Unlike Pein, Sasuke is given full knowledge on his opponents. 

Gakidou/Tendou are the only Paths that are surviving a barrage of Susano'o projectiles (covered in Amaterasu), and Sasuke can *easily* mow through them afterward.

Aoda or Kirin > Gakidou
Susano'o projectiles > ST interval


They don't stand a chance.


----------



## Paine? (Sep 9, 2013)

6 god tier lvl nin Vs Sasuke???

Deva Pein pushes sasuke to the ground with his gravity abilities and he gets stabbed with chakra rods.


----------



## Joakim3 (Sep 9, 2013)

EMS Sasuke utterly child stomps if Tendo starts on cool down


----------



## Stermor (Sep 9, 2013)

what kind fight would it be against pain.. full knowlegde helps against pain.. but knowlegde helps pain alot more then sasuke.. 

pain with knowlegde just says shinra tensei the one large enough to blow boss summons away.. susanoo will be blown away aswell.. regardless of damage.. it will create distance.. 
'so then pain just uses the time to use chibaku tensei.. while sasuke is still recovering/returning.. 

anyway sasuke cannot beat pain unless pain makes a mistake or is asleep...



King Itachi said:


> Unlike Pein, Sasuke is given full knowledge on his opponents.
> 
> Gakidou/Tendou are the only Paths that are surviving a barrage of Susano'o projectiles (covered in Amaterasu), and Sasuke can *easily* mow through them afterward.
> 
> ...



uhm why would they get hit?? don't you think preta can just stand infront of them ? or pain just uses a shinra tensei and fucks the hole attack.. or a large summon block line of sight.. 

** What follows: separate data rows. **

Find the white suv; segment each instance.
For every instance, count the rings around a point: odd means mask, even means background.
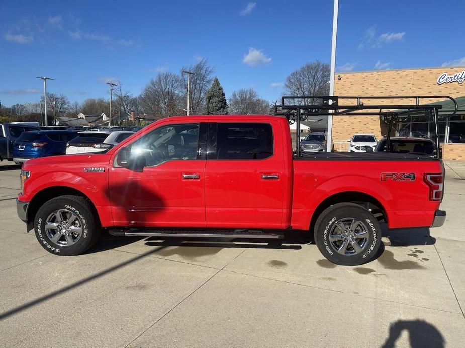
[[[378,143],[374,134],[354,134],[352,139],[347,141],[350,142],[349,152],[366,152],[368,148],[371,148],[371,150],[368,150],[373,152]]]

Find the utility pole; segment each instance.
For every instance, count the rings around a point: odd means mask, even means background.
[[[110,118],[108,119],[108,126],[112,125],[112,99],[113,99],[113,88],[118,86],[116,83],[107,81],[107,84],[110,86]]]
[[[189,88],[191,87],[191,75],[194,75],[194,73],[192,71],[189,71],[188,70],[182,70],[182,73],[184,74],[188,74],[188,103],[187,106],[185,108],[185,114],[187,116],[189,115]]]
[[[329,95],[334,95],[334,74],[336,70],[336,42],[337,38],[337,11],[339,0],[334,0],[333,13],[333,40],[331,46],[331,67],[329,78]],[[332,111],[331,111],[332,112]],[[326,152],[330,152],[332,145],[333,115],[328,116],[328,132],[326,137]]]
[[[47,76],[37,76],[37,78],[44,80],[44,109],[45,110],[45,126],[47,127],[48,125],[48,121],[47,119],[47,80],[53,79]]]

lol pain is not falling to amaterasu... 

then there is the fact sasuke is still slower then pain..


----------



## Gunstarvillain (Sep 9, 2013)

I actually gave this thought if sasuke wins he will have to start in v4 sussuno. Now call me crazy but that limits his movement leaving himself open the the death beam arm being spamed while his summons are attacking and then drain him. Or is this deva and not nagato


----------



## adeshina365 (Sep 9, 2013)

A lot of you aren't even reading the OP...


----------



## Bonly (Sep 9, 2013)

Stermor said:


> what kind fight would it be against pain.. full knowlegde helps against pain.. but knowlegde helps pain alot more then sasuke..

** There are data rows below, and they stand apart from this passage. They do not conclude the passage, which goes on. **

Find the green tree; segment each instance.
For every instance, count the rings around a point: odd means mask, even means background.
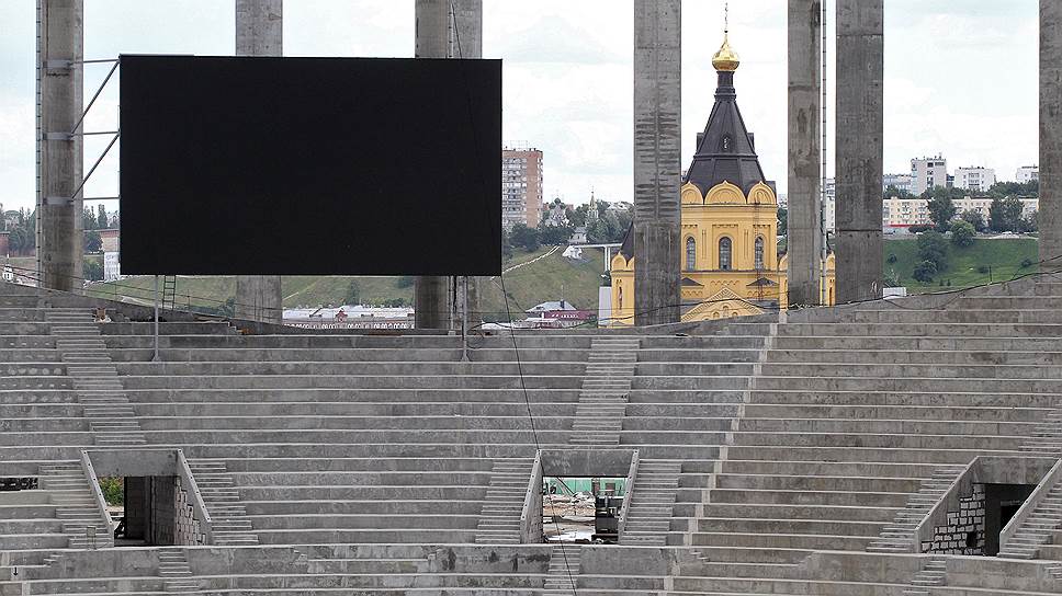
[[[940,232],[925,232],[918,237],[918,259],[929,261],[936,272],[948,268],[948,241]]]
[[[89,282],[103,280],[103,263],[95,259],[86,259],[81,264],[82,277]]]
[[[347,293],[343,294],[344,305],[360,305],[361,303],[361,286],[358,285],[358,279],[351,279],[350,284],[347,285]]]
[[[82,230],[94,230],[97,229],[97,224],[99,220],[95,218],[95,214],[89,207],[81,208],[81,229]]]
[[[539,231],[523,224],[517,224],[512,227],[512,230],[509,232],[509,241],[512,242],[513,247],[519,247],[528,252],[534,252],[541,245]]]
[[[1012,232],[1021,226],[1021,200],[1015,196],[993,198],[988,206],[988,227],[997,232]]]
[[[940,232],[948,231],[948,228],[951,226],[951,219],[954,218],[956,211],[958,210],[951,197],[945,193],[937,194],[926,202],[926,208],[929,209],[929,219],[937,228],[937,231]]]
[[[951,225],[951,243],[956,247],[965,248],[973,245],[976,232],[969,221],[956,221]]]
[[[923,284],[928,284],[933,282],[933,277],[937,275],[937,264],[933,261],[923,261],[915,265],[915,271],[912,277],[922,282]]]
[[[95,230],[89,230],[84,232],[84,252],[97,253],[103,248],[103,239],[100,238],[100,232]]]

Pain has no knowledge here so that doesn't really help, unless you mean no knowledge on Sasuke helps pain alot more then Sasuke having knowledge on pain.

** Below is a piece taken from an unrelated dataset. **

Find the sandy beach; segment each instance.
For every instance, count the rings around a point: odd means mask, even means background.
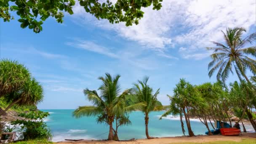
[[[243,133],[242,135],[235,136],[227,136],[222,135],[215,136],[197,136],[189,137],[188,136],[179,136],[175,137],[164,137],[152,139],[139,139],[133,141],[62,141],[56,143],[59,144],[167,144],[171,143],[179,143],[183,142],[206,142],[216,141],[240,141],[243,139],[255,139],[256,144],[256,133]]]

> pain with knowlegde just says shinra tensei the one large enough to blow boss summons away.. susanoo will be blown away aswell.. regardless of damage.. it will create distance..
> 'so then pain just uses the time to use chibaku tensei.. while sasuke is still recovering/returning..
> 
> anyway sasuke cannot beat pain unless pain makes a mistake or is asleep....



Deva path can't use his powers right away just like his fight with Naruto as well as has no knowledge.


----------



## Ennoia (Sep 9, 2013)

I honestly think that the paths have the ability to avoid everything Sasuke can throw at them from Amaterasu to arrows because they can see chakra. The only problem would be the first Amaterasu that is fired off because Nagato would not know what is coming at him but at the same time B reacted to Amaterasu in full Bijuu so Preta might be able to absorb it. Everything Sasuke has pertains to chakra so he gets brutalized IMO.


----------



## UchihaX28 (Sep 9, 2013)

SuperSaiyaMan12 said:


> Not even close. SM Naruto was able to defeat the Third Raikage in a speed clash and blitz a rocket powered Asura Path from several kilometers away starting point.
> 
> MS Sasuke is still slower than SM Naruto. He didn't 'beat' A at all, A made no attempt to dodge and was counting on his Raiton no Yoroi to tank the Chidori: which it did. Sasuke lost the clash and was forced to use Susano'o to survive the Liger Bombu.
> 
> ...



 I should've worded that differently. I meant he won the speed clash and could react to V1 Raikage. Sasuke was so focused on piercing through the Lighting Armor leaving him vulnerable to being grabbed and allowed him to get a Liger Bombu. Sasuke also allowed himself to get hit during Susanoo for obvious reasons to burn Raikage and test out his Susanoo.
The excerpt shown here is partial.